Lance's headline was

*PH infinite under random oracle*

Scott's headline was

*Two papers*but when he stated the result he also stated it as a random oracle result.

The paper itself has the title

*An average case depth hierarchy theorem for Boolean circuits*

and the abstract is:

We prove an average-case depth hierarchy theorem for Boolean circuits over the standard basis of

Our average-case depth hierarchy theorem implies that the polynomial hierarchy is infinite relative to a random oracle with probability 1, confirming a conjecture of Hastad, Cai, and Babai. We also use our result to show that there is no "approximate converse" to the results of Linial, Mansour, Nisan and Boppana on the total influence of small-depth circuits, thus answering a question posed by O'Donnell, Kalai, and Hatami.

A key ingredient in our proof is a notion of \emph{random projections} which generalize random restrictions.

Note that they emphasize the circuit aspect.

In Yao's paper where he showed PARITY in constant dept requires exp size the title was

*Separating the polynomial hiearchy by oracles*

Hastad's paper and book had titles about circuits, not oracles.
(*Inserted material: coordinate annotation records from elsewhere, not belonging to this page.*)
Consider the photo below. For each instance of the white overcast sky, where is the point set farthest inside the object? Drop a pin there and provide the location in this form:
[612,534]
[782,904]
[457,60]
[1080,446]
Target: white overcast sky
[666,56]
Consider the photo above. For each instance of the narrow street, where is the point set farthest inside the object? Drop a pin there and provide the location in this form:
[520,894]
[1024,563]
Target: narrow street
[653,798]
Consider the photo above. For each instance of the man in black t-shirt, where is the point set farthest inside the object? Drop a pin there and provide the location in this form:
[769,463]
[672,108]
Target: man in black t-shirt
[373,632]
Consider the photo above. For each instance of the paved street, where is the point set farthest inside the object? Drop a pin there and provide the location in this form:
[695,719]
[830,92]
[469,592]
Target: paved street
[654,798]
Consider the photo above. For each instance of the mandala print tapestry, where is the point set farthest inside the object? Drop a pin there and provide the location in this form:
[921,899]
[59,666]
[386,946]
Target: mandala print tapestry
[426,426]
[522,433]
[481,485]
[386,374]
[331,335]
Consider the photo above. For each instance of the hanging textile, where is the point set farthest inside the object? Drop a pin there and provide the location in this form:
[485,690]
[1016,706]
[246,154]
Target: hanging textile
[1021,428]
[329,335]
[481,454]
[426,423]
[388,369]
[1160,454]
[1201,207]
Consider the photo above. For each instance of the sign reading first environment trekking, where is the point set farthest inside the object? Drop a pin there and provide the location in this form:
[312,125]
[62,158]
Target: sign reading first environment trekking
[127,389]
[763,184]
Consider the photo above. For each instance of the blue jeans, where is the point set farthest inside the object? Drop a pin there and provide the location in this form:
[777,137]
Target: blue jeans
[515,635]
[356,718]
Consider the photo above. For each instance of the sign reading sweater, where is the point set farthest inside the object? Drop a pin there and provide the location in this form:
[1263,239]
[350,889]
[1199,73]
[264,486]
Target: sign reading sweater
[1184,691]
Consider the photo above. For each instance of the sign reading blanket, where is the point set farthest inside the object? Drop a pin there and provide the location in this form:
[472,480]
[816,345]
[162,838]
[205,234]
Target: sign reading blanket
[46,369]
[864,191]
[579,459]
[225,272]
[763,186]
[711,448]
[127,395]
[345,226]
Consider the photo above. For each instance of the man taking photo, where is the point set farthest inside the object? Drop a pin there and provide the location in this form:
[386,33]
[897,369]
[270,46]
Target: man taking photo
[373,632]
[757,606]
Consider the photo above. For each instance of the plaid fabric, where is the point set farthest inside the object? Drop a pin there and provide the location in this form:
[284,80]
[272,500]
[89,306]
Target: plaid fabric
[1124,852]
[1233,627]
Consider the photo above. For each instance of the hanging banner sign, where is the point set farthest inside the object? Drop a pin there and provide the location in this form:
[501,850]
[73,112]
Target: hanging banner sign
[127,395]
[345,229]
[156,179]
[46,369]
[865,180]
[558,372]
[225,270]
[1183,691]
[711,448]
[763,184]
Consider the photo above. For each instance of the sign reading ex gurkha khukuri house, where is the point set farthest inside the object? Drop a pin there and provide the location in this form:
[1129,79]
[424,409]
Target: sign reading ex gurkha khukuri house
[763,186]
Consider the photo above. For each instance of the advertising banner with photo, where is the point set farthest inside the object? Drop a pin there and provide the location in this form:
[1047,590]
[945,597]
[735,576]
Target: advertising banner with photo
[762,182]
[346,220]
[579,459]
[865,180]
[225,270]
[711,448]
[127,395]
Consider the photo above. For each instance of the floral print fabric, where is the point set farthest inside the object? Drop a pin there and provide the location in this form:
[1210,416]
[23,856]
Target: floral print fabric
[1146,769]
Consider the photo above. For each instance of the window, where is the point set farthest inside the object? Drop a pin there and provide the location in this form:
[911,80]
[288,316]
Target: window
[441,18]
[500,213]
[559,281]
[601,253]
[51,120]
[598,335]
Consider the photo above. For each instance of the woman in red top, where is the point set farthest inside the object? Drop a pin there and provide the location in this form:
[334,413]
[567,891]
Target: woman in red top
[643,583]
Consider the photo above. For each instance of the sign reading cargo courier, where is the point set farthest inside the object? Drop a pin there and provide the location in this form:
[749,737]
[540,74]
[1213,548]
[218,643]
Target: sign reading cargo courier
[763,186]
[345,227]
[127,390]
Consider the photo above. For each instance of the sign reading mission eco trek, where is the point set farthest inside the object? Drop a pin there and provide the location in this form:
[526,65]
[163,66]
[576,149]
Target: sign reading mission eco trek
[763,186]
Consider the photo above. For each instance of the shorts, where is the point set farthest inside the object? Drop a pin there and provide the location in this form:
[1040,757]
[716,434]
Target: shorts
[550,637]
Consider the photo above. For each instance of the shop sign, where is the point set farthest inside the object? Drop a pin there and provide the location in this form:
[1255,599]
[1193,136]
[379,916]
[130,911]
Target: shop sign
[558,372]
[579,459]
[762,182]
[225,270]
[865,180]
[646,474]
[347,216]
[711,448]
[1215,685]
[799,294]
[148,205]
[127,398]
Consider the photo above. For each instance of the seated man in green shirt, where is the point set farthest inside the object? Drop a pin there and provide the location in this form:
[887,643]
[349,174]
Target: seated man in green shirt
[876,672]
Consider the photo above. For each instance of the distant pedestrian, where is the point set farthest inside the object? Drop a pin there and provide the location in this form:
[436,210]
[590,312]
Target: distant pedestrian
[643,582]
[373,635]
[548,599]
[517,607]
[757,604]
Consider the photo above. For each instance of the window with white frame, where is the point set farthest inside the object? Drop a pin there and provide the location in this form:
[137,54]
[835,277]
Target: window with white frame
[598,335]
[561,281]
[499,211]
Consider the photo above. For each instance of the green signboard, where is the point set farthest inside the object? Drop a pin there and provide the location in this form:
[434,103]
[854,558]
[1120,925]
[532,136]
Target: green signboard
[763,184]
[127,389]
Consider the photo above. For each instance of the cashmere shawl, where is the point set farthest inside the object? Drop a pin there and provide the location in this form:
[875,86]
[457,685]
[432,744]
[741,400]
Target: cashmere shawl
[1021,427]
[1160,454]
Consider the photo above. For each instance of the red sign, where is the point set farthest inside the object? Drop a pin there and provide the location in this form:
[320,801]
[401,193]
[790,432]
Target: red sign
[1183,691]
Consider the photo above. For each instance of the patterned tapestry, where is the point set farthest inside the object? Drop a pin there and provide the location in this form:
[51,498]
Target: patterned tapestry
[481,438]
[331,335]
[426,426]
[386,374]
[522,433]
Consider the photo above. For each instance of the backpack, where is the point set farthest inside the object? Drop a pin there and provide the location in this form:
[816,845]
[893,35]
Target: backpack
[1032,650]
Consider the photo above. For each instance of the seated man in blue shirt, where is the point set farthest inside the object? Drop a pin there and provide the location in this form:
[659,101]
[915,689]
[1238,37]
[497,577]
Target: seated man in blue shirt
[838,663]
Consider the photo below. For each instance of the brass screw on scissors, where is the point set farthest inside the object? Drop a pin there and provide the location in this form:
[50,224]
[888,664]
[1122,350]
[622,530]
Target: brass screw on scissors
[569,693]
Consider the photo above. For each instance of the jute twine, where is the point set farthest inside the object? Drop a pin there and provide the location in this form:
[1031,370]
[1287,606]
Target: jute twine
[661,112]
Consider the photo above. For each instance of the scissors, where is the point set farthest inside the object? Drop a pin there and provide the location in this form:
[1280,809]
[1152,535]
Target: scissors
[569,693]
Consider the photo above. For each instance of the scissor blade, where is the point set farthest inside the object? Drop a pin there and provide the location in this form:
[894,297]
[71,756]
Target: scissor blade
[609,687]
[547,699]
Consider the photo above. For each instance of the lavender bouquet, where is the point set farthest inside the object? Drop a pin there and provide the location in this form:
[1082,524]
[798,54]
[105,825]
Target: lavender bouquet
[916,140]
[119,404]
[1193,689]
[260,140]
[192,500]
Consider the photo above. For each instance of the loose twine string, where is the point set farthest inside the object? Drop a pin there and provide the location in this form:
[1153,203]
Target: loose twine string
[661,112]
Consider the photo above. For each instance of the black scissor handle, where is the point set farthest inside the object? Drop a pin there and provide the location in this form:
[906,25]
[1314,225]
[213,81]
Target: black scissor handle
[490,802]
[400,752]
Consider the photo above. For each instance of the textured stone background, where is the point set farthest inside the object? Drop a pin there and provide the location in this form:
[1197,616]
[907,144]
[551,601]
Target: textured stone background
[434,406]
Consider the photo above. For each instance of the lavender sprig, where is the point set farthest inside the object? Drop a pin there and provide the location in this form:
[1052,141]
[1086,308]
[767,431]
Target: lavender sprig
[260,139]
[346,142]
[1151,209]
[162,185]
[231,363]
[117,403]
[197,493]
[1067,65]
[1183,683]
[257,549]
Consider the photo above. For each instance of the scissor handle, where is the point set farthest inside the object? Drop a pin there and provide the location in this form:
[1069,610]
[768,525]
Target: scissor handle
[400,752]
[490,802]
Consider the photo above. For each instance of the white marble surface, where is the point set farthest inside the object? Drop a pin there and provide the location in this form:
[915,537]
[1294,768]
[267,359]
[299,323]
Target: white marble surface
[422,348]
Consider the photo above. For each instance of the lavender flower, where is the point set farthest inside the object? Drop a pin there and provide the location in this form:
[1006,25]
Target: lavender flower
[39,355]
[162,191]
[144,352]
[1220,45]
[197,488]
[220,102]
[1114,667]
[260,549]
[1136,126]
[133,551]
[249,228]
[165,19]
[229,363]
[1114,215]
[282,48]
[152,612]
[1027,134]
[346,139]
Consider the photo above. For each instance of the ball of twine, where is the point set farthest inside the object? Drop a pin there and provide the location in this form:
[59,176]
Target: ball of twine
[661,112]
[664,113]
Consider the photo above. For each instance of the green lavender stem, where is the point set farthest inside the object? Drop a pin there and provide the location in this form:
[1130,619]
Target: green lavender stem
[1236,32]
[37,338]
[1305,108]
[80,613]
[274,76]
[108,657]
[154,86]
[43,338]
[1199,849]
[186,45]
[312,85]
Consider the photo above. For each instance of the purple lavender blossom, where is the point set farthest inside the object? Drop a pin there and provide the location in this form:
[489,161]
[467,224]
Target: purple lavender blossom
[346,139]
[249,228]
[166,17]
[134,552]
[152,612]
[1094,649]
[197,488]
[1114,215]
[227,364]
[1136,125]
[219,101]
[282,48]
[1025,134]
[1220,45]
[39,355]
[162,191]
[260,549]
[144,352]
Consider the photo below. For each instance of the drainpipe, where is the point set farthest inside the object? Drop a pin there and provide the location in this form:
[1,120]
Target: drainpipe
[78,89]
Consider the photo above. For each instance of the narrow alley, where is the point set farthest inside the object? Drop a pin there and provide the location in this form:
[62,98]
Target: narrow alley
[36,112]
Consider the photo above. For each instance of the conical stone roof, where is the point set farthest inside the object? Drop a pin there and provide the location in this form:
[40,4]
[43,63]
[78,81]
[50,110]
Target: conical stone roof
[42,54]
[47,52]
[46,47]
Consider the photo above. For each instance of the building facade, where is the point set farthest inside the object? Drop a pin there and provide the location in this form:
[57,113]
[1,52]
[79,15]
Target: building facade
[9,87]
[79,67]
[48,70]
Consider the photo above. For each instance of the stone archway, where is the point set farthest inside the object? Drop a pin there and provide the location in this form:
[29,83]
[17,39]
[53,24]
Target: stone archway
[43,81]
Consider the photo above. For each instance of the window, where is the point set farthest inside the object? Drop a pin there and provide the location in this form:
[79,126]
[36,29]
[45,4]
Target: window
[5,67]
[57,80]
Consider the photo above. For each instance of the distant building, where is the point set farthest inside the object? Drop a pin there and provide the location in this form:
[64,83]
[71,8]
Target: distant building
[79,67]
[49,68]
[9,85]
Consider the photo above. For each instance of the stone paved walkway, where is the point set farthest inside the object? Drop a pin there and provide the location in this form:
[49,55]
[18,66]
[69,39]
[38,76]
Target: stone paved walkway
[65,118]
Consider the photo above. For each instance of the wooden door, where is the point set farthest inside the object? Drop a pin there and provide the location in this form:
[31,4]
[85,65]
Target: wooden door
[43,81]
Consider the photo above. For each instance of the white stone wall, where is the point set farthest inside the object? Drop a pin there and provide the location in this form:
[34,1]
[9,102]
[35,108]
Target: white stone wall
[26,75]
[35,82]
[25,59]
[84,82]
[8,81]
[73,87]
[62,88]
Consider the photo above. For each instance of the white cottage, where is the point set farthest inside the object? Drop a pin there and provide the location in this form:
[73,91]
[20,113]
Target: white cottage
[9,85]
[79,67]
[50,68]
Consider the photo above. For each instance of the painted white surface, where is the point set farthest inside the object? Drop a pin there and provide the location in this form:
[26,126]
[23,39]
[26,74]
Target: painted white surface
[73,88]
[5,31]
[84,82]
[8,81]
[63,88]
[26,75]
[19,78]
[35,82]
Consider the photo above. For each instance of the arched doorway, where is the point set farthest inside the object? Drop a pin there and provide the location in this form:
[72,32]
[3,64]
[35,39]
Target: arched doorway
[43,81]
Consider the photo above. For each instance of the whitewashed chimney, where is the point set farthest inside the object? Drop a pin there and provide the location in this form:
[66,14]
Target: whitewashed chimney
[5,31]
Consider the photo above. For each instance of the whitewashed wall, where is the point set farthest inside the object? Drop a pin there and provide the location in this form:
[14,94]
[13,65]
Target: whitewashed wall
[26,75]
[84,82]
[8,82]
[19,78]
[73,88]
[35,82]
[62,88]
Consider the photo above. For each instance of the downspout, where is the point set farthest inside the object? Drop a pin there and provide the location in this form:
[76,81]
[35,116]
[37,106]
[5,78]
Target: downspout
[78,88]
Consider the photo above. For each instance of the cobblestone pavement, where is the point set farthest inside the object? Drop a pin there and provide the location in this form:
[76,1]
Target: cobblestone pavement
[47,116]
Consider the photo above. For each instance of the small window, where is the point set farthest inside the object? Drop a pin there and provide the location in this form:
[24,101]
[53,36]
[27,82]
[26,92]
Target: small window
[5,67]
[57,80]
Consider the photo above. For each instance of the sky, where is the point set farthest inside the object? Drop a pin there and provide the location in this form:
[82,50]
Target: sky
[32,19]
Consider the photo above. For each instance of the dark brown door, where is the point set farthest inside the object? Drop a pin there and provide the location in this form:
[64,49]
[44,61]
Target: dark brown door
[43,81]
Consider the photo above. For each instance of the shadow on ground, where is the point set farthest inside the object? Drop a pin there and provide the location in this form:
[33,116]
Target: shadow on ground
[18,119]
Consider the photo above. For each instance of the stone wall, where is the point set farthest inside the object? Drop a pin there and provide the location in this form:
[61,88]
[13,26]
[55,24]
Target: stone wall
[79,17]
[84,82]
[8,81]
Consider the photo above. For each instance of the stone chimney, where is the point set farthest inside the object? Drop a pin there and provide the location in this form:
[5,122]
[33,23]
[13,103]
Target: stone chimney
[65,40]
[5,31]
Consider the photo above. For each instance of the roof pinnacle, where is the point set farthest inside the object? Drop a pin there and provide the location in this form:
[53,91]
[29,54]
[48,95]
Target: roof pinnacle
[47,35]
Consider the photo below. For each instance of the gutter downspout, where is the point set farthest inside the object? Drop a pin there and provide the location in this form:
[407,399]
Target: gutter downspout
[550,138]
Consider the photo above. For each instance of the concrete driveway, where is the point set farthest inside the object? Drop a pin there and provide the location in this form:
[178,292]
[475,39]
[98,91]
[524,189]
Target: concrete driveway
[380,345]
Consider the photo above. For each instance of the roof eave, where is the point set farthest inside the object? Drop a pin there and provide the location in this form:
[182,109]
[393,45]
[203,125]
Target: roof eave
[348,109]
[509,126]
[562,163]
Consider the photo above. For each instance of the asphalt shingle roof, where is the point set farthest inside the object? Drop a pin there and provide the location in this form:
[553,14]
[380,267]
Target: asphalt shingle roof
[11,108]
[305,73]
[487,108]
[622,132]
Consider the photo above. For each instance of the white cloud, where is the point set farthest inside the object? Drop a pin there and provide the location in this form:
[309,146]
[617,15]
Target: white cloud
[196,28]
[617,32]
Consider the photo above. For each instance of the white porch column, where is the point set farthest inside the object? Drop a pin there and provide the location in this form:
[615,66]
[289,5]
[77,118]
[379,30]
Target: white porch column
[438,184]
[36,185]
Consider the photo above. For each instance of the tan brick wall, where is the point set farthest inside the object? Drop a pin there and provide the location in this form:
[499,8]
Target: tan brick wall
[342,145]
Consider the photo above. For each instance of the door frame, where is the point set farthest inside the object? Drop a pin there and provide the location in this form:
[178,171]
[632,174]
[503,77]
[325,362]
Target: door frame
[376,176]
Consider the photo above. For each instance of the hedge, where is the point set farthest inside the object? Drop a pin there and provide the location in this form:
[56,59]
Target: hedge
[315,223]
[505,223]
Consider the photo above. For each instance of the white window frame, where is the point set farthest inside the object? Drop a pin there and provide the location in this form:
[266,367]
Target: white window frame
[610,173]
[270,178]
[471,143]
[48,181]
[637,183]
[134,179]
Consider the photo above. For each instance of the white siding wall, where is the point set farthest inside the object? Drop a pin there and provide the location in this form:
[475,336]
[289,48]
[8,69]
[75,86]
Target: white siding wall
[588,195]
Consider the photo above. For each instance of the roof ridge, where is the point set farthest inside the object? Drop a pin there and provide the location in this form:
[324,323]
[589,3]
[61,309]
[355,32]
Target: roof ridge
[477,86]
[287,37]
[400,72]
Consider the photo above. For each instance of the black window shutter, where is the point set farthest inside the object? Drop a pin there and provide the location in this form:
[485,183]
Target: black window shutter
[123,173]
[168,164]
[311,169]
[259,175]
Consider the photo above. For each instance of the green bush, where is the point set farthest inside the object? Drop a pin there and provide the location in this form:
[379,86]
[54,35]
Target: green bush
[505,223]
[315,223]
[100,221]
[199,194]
When Scott showed that for a random oracle P^NP is properly in Sigma_2^p the title was

*Counterexample to the general Linial-Nissan Conjecture*

However the abstarct begins with a statement of the oracle result.

SO, here is the real question: What is more interesting, the circuit lower bounds or the oracle results that follow? The authors titles and abstracts might tell you what they are thinking, then again they might not. For example, I can't really claim to know that Yao cared about oracles more than circuits.

Roughly speaking the Circuit results are interesting since they are actual lower bounds, often on reasonable models for natural problems (both of these statements can be counter-argued), oracle results are interesting since they give us a sense that certain proof teachniques are not going to work. Random oracle results are interesting since for classes like these (that is not well defined) things true for random oracles tend to be things we think are true.

But I want to hear from you, the reader: For example which of PARITY NOT IN AC_0 and THERE IS AN ORACLE SEP PH FROM PSPACE do you find more interesting? Is easier to motivate to other theorists? To non-theorists (for non-theorists I think PARITY).

In part because I am of a certain age, I would have been more likely to say "wow!" upon first seeing the paper had it been titled "The Polynomial-Time Hierarchy is Infinite Relative to a Random Oracle." The problem was open for so long I had forgotten it was open. Of course... I read Lance's post "PH Infinite Under a Random Oracle" first, so the "wow!" opportunity was not missed.

ReplyDeleteThat said, the circuit results are surely more interesting. For one thing, they are stronger (they imply the oracle results as well as other things; and they are not equivalent). Second, they are another (very very small) step in the quest for stronger circuit lower bounds. For the same reason I agree that Parity not in AC_0 (etc.) is more interesting than \exists A (ParityP^A not in PH^A). Come to think of it, it's also easier to write down!

I second Fred. Lower bounds for circuits imply other results. But I haven't seen things happening other way around. (Ryan has shown that a reverse traffic could also exist, but this is just a rare and nice exception so far.) Also, to write what an "oracle separation" means will require 2-3 pages (at least). To write what a lower bound for circuits means - just 3-4 sentences. The introduction being: few AND-OR-NOT on 0-1 bits - and what can we get?

ReplyDeleteBut it is definitely nice that circuits are related to more "exotic" things like oracles. Anyone can choose what to love: root or tree. Both are important. Without the tree, root (hard root - progress is SO slow, adversary is So powerful) couldn't survive ... But died the root, the tree would definitely die.

As you may remember, Bill, I was doing recursion theory as a grad student and shifted over to work with Mike on circuit complexity. The key moment in that evolution was a talk by Cook on his "taxonomy" paper -- "Here are these circuit classes, they classify the difficulty of computing things in parallel, here are some interesting containments, can we get any separations?" I think that I was among the first people to use the name "AC^0" for constant depth, polynomial size, unbounded fan-in, which brings Furst-Saxe-Sipser-Ajtai into the context of the NC hierarchy.

ReplyDeleteSo I definitely think the circuit results are more interesting for themselves than for their applications as oracle results. Even though the program of extending these results upward to larger circuit classes (like P) hasn't panned out and may never pan out, a concrete lower bound ("you can't solve this problem with these resources") adds more to what we know about general computation.